Natura morta –
Giovanni Sicuranza
Ascoltalo.
Il sangue denso cerca la mano distesa sul cemento, la tocca, si adagia
sulla pelle, ha bisogno di ritrovarla nell’intimo, eccolo, lambisce la piega
del polso, ogni sentiero del palmo, entra tra gli spazi della dita, si affolla
intorno e già cerca altro.
Ascoltale.
Le vesti pesanti e accorte della morte che lasciano il corpo supino di
questa giovane donna, la mano nutrita ancora dal suo sangue, ma non più
dall’interno, dal sangue che se ne va in un rivolo dal foro sulla fronte, e
adesso esplora anche la mela rotolata dal sacchetto della spesa, una mela
bianca, lucida di sole.
Ascolta il muto surrealismo di questa scena.

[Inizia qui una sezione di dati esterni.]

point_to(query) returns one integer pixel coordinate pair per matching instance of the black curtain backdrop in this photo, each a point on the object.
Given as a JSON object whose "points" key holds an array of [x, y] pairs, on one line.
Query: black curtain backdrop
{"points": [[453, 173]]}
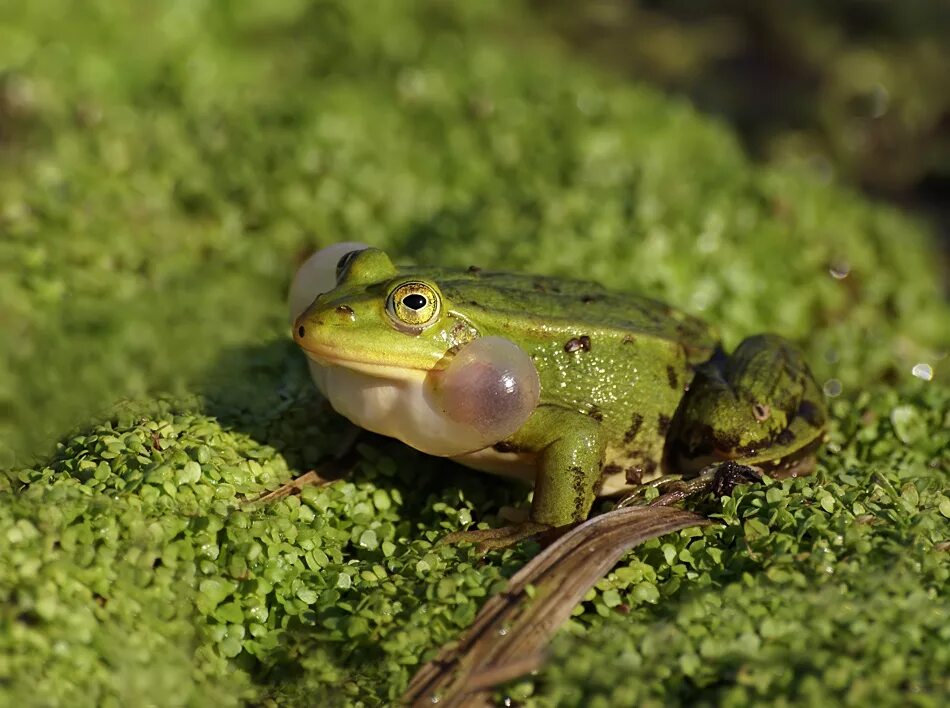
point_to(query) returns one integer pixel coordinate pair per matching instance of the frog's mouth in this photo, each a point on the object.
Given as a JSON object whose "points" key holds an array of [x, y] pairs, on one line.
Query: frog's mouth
{"points": [[326, 355]]}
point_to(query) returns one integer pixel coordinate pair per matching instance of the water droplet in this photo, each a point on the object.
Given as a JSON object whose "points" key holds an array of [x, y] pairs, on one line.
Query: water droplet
{"points": [[839, 270], [832, 388]]}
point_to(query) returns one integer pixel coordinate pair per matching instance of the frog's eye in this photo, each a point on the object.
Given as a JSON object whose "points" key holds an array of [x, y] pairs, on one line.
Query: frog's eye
{"points": [[413, 306], [318, 275]]}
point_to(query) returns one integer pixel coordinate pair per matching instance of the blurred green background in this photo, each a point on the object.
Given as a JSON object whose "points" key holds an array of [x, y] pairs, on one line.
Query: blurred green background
{"points": [[164, 167]]}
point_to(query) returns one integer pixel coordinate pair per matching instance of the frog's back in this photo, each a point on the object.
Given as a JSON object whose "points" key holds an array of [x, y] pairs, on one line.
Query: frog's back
{"points": [[560, 305]]}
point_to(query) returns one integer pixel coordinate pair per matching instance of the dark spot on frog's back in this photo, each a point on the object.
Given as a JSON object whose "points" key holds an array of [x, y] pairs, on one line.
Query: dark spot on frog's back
{"points": [[635, 424], [786, 437], [577, 344]]}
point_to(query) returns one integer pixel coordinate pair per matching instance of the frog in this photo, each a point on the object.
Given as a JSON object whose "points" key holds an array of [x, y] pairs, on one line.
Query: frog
{"points": [[578, 390]]}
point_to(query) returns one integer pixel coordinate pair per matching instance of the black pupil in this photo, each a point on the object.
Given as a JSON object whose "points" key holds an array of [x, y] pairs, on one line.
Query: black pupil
{"points": [[414, 301]]}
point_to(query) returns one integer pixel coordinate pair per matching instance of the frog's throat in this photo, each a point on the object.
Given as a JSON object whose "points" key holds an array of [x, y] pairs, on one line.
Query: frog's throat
{"points": [[327, 356]]}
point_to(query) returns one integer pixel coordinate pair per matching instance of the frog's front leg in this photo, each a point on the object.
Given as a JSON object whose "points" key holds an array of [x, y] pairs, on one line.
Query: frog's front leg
{"points": [[571, 453], [759, 407]]}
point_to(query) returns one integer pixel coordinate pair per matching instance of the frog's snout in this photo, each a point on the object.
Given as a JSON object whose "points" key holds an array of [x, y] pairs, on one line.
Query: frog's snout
{"points": [[313, 321]]}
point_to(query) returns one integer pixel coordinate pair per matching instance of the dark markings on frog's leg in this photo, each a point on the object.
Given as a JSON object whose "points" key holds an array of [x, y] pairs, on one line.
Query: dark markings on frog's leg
{"points": [[577, 344], [671, 378], [786, 437], [634, 428], [579, 484], [811, 412], [635, 473]]}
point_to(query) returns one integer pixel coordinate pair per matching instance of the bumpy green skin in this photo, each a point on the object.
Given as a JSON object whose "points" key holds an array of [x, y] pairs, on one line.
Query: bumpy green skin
{"points": [[630, 387]]}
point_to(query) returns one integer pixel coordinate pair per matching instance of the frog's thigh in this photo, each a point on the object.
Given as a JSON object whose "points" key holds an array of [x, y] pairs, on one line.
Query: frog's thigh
{"points": [[760, 405], [568, 469]]}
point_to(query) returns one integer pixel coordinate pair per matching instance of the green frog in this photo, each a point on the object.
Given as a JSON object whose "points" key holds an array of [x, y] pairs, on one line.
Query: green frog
{"points": [[578, 390]]}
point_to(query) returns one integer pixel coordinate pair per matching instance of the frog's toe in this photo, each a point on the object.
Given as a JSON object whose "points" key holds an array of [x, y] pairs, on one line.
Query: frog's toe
{"points": [[730, 475], [490, 539]]}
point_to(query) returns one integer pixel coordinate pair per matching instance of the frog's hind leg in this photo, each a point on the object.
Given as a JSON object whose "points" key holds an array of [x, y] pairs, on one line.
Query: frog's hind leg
{"points": [[759, 407]]}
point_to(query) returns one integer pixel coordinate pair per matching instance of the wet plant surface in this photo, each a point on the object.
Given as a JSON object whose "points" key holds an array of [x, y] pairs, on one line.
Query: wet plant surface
{"points": [[154, 199]]}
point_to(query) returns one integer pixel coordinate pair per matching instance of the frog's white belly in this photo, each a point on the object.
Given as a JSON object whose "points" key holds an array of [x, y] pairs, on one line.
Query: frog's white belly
{"points": [[399, 404], [401, 408]]}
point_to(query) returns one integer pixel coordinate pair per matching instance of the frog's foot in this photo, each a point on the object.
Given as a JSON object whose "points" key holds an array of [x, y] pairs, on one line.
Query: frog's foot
{"points": [[730, 475], [759, 406], [489, 539], [719, 479]]}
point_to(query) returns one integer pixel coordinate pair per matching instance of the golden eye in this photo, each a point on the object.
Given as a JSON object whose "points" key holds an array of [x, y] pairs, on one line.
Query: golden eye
{"points": [[413, 306]]}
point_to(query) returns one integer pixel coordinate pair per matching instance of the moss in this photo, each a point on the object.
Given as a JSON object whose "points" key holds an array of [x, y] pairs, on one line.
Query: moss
{"points": [[160, 172]]}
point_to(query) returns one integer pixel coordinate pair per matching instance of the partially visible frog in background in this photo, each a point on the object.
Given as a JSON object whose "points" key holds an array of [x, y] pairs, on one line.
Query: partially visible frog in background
{"points": [[576, 389]]}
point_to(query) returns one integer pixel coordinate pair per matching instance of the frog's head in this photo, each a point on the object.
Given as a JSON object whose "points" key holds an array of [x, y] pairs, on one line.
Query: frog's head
{"points": [[380, 319], [392, 354]]}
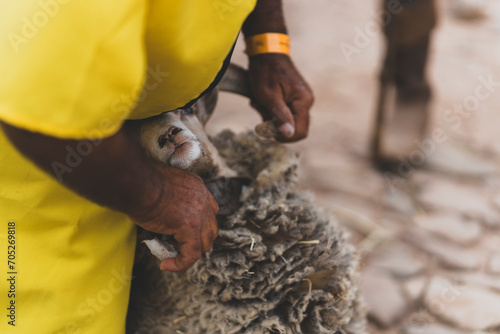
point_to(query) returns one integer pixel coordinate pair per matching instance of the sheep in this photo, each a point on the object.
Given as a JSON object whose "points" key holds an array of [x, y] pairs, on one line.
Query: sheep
{"points": [[279, 265]]}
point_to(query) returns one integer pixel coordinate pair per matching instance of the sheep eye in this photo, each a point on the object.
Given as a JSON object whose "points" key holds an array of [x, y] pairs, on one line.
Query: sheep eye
{"points": [[188, 111]]}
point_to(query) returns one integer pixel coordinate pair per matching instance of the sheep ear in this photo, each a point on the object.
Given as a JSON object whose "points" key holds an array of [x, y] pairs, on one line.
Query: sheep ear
{"points": [[205, 106]]}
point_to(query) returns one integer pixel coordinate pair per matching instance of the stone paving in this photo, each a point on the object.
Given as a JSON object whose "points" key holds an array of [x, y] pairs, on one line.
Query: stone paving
{"points": [[429, 237]]}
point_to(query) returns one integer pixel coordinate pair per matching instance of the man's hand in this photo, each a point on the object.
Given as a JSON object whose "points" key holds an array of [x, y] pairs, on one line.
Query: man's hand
{"points": [[118, 174], [280, 94], [185, 210]]}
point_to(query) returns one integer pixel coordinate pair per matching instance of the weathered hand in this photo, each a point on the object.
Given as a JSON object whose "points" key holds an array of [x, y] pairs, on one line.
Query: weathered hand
{"points": [[280, 94], [186, 210]]}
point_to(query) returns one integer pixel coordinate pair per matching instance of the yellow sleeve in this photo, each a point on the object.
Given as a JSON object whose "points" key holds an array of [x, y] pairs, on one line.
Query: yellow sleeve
{"points": [[66, 66]]}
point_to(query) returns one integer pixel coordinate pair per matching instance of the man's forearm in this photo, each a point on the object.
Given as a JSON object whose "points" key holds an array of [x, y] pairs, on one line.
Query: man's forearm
{"points": [[113, 174], [266, 17]]}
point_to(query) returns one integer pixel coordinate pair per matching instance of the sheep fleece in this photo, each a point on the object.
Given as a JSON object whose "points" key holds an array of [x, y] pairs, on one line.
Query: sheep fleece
{"points": [[258, 278]]}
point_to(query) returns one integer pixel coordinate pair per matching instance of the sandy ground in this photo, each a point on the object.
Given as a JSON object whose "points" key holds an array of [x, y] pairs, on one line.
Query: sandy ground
{"points": [[335, 156]]}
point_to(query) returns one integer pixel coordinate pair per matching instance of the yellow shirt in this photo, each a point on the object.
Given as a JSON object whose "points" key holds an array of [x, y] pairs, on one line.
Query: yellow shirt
{"points": [[77, 69]]}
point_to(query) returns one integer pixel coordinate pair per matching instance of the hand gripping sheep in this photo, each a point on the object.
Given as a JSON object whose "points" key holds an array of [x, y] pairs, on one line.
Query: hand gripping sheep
{"points": [[279, 265]]}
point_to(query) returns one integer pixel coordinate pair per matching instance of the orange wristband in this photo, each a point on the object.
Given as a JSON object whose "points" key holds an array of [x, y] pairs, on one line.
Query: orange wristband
{"points": [[268, 43]]}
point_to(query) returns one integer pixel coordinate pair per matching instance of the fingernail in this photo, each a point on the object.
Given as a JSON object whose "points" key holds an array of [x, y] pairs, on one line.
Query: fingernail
{"points": [[287, 129]]}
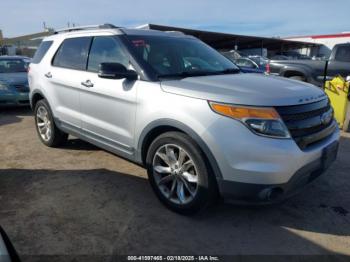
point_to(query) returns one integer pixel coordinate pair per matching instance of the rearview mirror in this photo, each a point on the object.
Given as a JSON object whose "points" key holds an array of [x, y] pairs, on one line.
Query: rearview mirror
{"points": [[116, 71]]}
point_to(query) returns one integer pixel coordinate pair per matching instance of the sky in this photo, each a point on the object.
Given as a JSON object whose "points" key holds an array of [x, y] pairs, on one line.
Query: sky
{"points": [[249, 17]]}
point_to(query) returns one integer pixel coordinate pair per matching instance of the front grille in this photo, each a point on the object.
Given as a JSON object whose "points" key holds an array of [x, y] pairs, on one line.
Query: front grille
{"points": [[308, 123], [22, 88]]}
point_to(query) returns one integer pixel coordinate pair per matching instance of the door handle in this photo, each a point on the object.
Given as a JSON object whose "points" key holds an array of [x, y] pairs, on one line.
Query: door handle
{"points": [[48, 75], [87, 83]]}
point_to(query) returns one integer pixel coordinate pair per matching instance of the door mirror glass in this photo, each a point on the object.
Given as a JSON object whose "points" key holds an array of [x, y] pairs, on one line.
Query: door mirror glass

Ascoltalo e poi, come fanno dai balconi del palazzo che sovrasta
l’immobilità assoluta di questo corpo sull’asfalto, dalle tane delle persone
rintanate ai piani superiori, applaudi al pericolo scampato.
**********************
Petra dice che farà presto.
Ho già compilato la lista della spesa, è tutto a posto, dice Petra al
cucciolo di umano che dorme e sussulta nel suo stesso letto.
Si sveglierà, si sentirà solo, avrà fame, piangerà, urlerà, sarà l’eco
del tuo senso di colpa amplificato in tutto il palazzo, le risponde il nodo
nella gola.
Una mano di Petra corre in soccorso della lacrima, la prende, la distende
sulla guancia, poi si lascia osservare con gli occhi grandi, grigi, di lei.
No, farò presto, dobbiamo mangiare.
Un’occhiata al figlio, prende il disinfettante, lo usa come vestito per
le dita, nei gesti meticolosi che le ha insegnato il marito prima di
dissolversi in un forno crematorio a duecento chilometri di distanza, e tanto
cosa importa la distanza, tanto non ci sarebbe più stato comunque, Fausto è una
delle migliaia di simbiosi fatali con King Corona V, DNA umano e RNA virale che
si nutrono e confondono a vicenda.
Ogni volta che apre le finestre, Petra si sofferma a respire ancora la memoria
di lui.
Rimane così, gli occhi socchiusi, il naso che cerca, cerca tracce del suo
maschio defunto.
Disinfetta le mani, coraggio, fai proprio come ti diceva Fausto.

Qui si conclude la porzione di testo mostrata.